If AI slop infiltrates projects enterprises are built upon, its likely companies and their customers are metaphorically hurt too, because of a spike in outages etc... (which already happens given AWS got like 7000 outage reports after getting rid of another 14000 employees).
Yes AI can be cool, but can we stop being this blind regarding its limitations, usecases, how its actually used, how it actually benefits humanity, and so on? Like give me a valid reason for Sora existing (except for monetizing attentionspans of humans, which I consider highly unethical).
Funny the app that was made to destroy other peoples lives with anonymous tips that could be fake, hurt the real perpetrators. Almost like it was karma
Reply intended to user zwnow who is banned by HN, so I cannot reply directly.

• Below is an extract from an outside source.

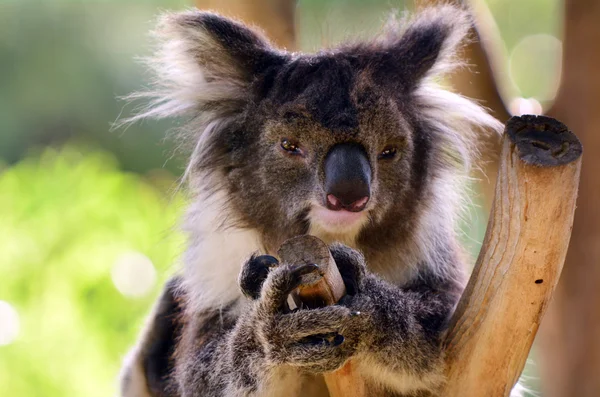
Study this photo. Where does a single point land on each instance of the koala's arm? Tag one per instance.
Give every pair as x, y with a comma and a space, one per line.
251, 348
147, 366
402, 327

You confuse intent with reality. The social software under discussion was abused immediately for the criminal purpose of spreading falsehoods about men, both with malicious intent and wilful negligence, which is particularly egregious because the victims were not made aware of the slander. Even if they wanted to defend themselves, they were prevented from doing so because of the institutionalised sexism, men are banned from participating on grounds of their sex alone. The proof for this is in the leaks. You failed to take this into account and hence got downvoted into oblivion, not for the reason you claim.

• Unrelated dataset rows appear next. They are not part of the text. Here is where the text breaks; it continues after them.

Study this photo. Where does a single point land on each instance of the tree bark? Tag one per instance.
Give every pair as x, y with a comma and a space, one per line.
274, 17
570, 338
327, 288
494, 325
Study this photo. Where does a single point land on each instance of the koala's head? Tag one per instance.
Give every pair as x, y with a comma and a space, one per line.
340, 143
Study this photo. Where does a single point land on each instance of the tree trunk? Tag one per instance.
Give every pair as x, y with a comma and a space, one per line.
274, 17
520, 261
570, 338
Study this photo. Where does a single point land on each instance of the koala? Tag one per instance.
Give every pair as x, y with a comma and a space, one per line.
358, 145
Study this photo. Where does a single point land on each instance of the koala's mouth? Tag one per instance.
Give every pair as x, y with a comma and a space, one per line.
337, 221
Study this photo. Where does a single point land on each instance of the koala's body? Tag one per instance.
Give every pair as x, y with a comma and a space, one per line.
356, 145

The other facts you write about are part of a different narrative, they are not directly relevant to kanwisher's proposition.
IMO, we should not have any tolerance for platforms that are designed for gossip because of the boy-cries-wolf effect in backlash because it means if a woman is a genuine victim, people will take the priors into account and most will assume she's a liar, too, and this lets the perpetrators off the hook. I do not want to live in such a society. The way out of this is holding women accountable, they should be punished for criminal behaviour with immediate and drastic consequences, and tenfold so for their enablers. The problem would stop overnight.
That's not what I wrote. You know that, I know that you know, and you know that I know.
If you can't have a conversation with a modicum of respect, then GTFO HN. We don't need pages filled with pretence and stupid arguments that go nowhere and change no one's mind.
Okay, can you avoid comparing a company going bankrupt because of a bad bet on AI, to a person getting mangled and crushed into a cube inside of an industrial machine?
No. Programmer unions are going to shrink the economy and make the current job market a permanent trajectory instead of a cyclical one.
I can’t think of why the idea of unions is gaining popularity in some programmer circles, other than that its advocates simply don’t have economic common sense.